New Noise Isolating Headphones after a Cracking “Issue”

No Service for You!

Aurvana-Gold-crack CreativeAfter using my Aurvana Gold noise cancelling headphones from Creative Labs (Amazon) for less than a year, one of the earpiece supports started to crack. Perhaps I should have tried to drill a hole in front of it to increase the radius and stop propagation, but I instead opted for epoxy. After it got worse, I realized it was still under warranty, so great nothing to worry about. Unfortunately, when I finally figured out how to contact them, I was informed by what appeared to be a canned email response:

“Please be informed that we are not able to provide the servicing for the headband of the Aurvana Gold headphone because the damage on the headband is not included in the warranty servicing on this product.”

That seems a little crazy, and after my protest, I got a nearly—but strangely not quite—identical message:

“Please be informed that we are not able to provide the servicing for the headband of the Aurvana Gold headphone because the damage part is not included in the warranty servicing on this product.”

I’m not too happy with Creative Labs’ customer servicet, though they did “generously” offer me 10% off a new product. I honestly did like these headphones when intact, but obviously it was time to look at other options.

Noise Isolating – Not Cancelling

I work from home, as a technical writer—or several other titles discussed on my consulting page—and also have a young family that can sometimes often be heard running, screaming, shouting, laughing or other sounds that aren’t conducive to me thinking. Because of this, having a relatively quiet office is a necessity. In fact, I even built the noise barrier seen here on Homes.com.

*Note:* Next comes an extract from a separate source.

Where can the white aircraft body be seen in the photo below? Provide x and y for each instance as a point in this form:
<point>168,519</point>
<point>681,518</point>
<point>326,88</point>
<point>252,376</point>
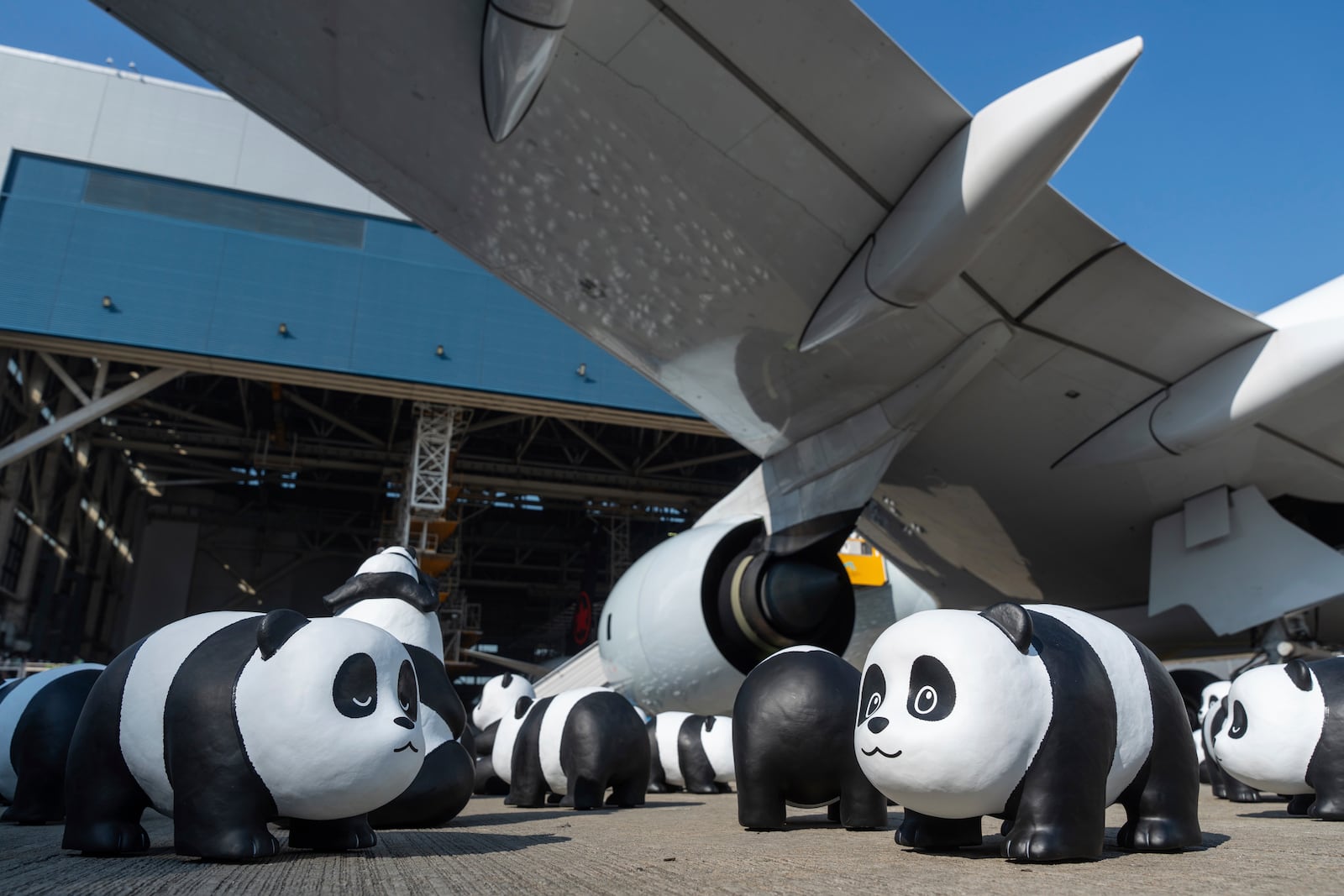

The barrier and a few other steps do help, but without headphones the noise is just lower, not gone. Also, noise cancellation may work with droning such as from a plane or lawnmower, but for intermittent chaos sounds, it doesn’t do much. Instead I decided to go with a set of headphones meant specifically to block out noise. In fact, what I got are more like safety earmuffs than a music-focused headset (Amazon), and are supposed to knock noise down by an impressive 25 decibels. Also, they cost about $100 less.

Drawbacks

They have a few drawbacks that I initially noticed, including that they are a bit tight on my head, and that the (replaceable) cord is only about 3 feet long. I seriously considered returning them, but after given them a chance, they really do an excellent job of keeping stray noises out of my hearing. A fact that may actually be due in part to them fitting so snugly!

My other initial impression was that the sound coming out of it wasn’t as good as my former headphones. However, the music I listen to is to drown out other sounds, not for my enjoyment necessarily. I don’t know though, it’s really hard for me to judge sound quality, especially now that I’ve used them for a while. Actually, the ear pads are removable, and it appears that each earpiece may be able to be removed…perhaps I could replace the guts of these speakers with the guts of my now crippled Aurvana Gold headphones.

Obviously I can’t be sure of how these will hold up a year from now, but they seem to be constructed quite well. They appear to be well-built, and since they’re meant as safety gear, I’d think they will be pretty sturdy.